Book: The Heresy of Formlessness

I came across this beautifully written book The Heresy of Formlessness by Martin Mosebach, about the Traditional Latin Mass. This is the Mass that was celebrated in every country from 1570 to 1962, and is making a bit of a comeback since Pope Benedict XVI's 2007 document Summorum Pontificum, authorizing a wider use of the old Mass.
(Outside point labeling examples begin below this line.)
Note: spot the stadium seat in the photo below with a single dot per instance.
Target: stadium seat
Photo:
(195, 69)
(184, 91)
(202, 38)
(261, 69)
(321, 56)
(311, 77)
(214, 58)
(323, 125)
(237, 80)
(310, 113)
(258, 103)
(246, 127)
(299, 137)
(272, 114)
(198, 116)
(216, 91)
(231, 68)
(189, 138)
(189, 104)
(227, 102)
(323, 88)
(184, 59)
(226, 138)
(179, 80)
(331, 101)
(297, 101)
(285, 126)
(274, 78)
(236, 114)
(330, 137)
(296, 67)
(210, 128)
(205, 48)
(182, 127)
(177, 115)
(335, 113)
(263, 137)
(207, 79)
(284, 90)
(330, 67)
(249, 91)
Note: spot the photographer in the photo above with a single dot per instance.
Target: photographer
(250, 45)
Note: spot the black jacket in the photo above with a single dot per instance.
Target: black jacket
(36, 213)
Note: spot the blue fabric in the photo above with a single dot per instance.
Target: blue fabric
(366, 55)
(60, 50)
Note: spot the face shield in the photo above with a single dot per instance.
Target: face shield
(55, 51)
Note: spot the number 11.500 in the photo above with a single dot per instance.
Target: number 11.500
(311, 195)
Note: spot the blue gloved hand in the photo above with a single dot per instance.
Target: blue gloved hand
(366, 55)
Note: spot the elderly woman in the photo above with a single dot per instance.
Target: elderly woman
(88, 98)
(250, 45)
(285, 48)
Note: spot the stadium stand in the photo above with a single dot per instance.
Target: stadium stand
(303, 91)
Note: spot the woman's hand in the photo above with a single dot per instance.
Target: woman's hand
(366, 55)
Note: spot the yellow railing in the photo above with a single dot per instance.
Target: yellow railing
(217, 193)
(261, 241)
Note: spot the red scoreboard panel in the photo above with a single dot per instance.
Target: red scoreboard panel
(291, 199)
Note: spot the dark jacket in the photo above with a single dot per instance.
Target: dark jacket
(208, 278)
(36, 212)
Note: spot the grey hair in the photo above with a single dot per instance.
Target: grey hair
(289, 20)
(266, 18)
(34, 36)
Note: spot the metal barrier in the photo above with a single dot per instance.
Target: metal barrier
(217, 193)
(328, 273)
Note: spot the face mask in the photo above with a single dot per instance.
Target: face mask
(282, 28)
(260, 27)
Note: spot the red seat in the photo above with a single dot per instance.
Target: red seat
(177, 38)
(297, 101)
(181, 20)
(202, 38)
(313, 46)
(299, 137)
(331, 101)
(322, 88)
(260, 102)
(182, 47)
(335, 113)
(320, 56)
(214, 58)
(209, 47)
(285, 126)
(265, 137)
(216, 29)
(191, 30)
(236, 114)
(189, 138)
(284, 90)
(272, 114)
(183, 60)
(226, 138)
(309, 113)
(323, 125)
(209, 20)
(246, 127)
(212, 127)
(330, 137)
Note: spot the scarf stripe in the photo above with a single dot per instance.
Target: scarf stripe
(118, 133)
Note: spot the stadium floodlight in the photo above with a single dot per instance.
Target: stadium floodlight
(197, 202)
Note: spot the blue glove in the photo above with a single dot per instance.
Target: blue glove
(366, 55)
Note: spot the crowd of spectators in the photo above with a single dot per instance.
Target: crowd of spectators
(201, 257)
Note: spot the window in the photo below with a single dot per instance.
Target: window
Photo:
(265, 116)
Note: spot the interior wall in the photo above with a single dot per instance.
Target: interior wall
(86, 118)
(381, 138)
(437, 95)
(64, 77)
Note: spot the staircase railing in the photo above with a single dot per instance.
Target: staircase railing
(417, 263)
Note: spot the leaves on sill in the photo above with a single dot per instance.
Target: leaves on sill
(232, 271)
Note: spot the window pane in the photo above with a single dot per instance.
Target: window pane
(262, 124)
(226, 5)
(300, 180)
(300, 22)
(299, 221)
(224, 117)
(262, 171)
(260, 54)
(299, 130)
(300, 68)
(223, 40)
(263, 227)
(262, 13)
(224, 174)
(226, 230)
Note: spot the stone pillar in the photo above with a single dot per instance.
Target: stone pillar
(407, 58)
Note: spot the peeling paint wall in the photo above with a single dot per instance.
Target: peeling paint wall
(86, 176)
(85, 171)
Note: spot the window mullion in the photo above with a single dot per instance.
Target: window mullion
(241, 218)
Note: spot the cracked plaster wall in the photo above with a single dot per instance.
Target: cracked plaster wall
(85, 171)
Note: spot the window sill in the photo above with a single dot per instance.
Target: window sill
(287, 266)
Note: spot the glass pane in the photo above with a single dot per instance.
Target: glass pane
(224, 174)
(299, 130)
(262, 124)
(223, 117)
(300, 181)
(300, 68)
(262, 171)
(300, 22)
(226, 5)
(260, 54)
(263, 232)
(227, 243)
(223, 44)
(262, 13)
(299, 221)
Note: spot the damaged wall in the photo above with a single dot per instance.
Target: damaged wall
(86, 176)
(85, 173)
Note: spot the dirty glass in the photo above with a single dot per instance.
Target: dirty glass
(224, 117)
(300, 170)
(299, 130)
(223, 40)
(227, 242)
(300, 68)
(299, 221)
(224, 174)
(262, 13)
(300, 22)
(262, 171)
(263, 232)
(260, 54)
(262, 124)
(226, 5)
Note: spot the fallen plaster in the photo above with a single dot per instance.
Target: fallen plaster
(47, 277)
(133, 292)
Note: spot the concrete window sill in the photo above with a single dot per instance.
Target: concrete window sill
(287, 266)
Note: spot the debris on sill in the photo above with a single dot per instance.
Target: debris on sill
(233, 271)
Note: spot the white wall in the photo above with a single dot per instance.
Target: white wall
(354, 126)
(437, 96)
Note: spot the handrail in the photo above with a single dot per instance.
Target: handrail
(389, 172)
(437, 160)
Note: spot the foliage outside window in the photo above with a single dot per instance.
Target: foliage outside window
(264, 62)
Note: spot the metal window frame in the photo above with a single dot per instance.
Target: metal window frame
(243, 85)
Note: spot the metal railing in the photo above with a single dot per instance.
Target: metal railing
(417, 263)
I've only read a Kindle sample of the first chapter of Mosebach's book, and it seems to capture the beauty and solemnity of the old Mass (which I'm fortunate to be able to attend in Victoria). Mosebach writes:
Gregorian chant is not art music. It exists to be sung in every village church and every suburban church, in spite of the fact that some of it is difficult and requires practice—and people did practice it, hearing it every Sunday all their lives. Only later did I realize, however, that the liturgy and its music must not be regarded as an occasionally edifying or impressive concert or as a help toward meditation; no, it is something that must be practiced one's whole life long. The obligation to go to church every Sunday should be seen in connection with the liturgy: the liturgy must permeate our lives at a level deeper than deliberation and thought; it must be something that, for us, is “taken for granted”; otherwise it cannot have its full effect on us.
Good stuff.

One more excerpt:
Now it was quiet. Everyone was kneeling, and Professor Gessner was whispering, turning pages in the Missal, and Hermann in his soutane was kneeling beside him, the bell in one hand while, with the other, he held the chasuble up a little. Professor Gessner bent forward and whispered a little more distinctly, then genuflected; the little bell was rung, and he lifted a little, white, round wafer high in the air while the bell rang three times, and Ludwig forgot that Hermann had taken the wafer from the wooden box and put it on the little golden plate on top of the chalice. This white disc in a cloud of incense—he did not see it as something material at all, or rather, he saw it, for one moment, as something very fine and delicate, like solidified light. Then the hands came down and Professor Gessner started reading in a whisper again.
That's a beautiful description of the moment of consecration at a Traditional Latin Mass.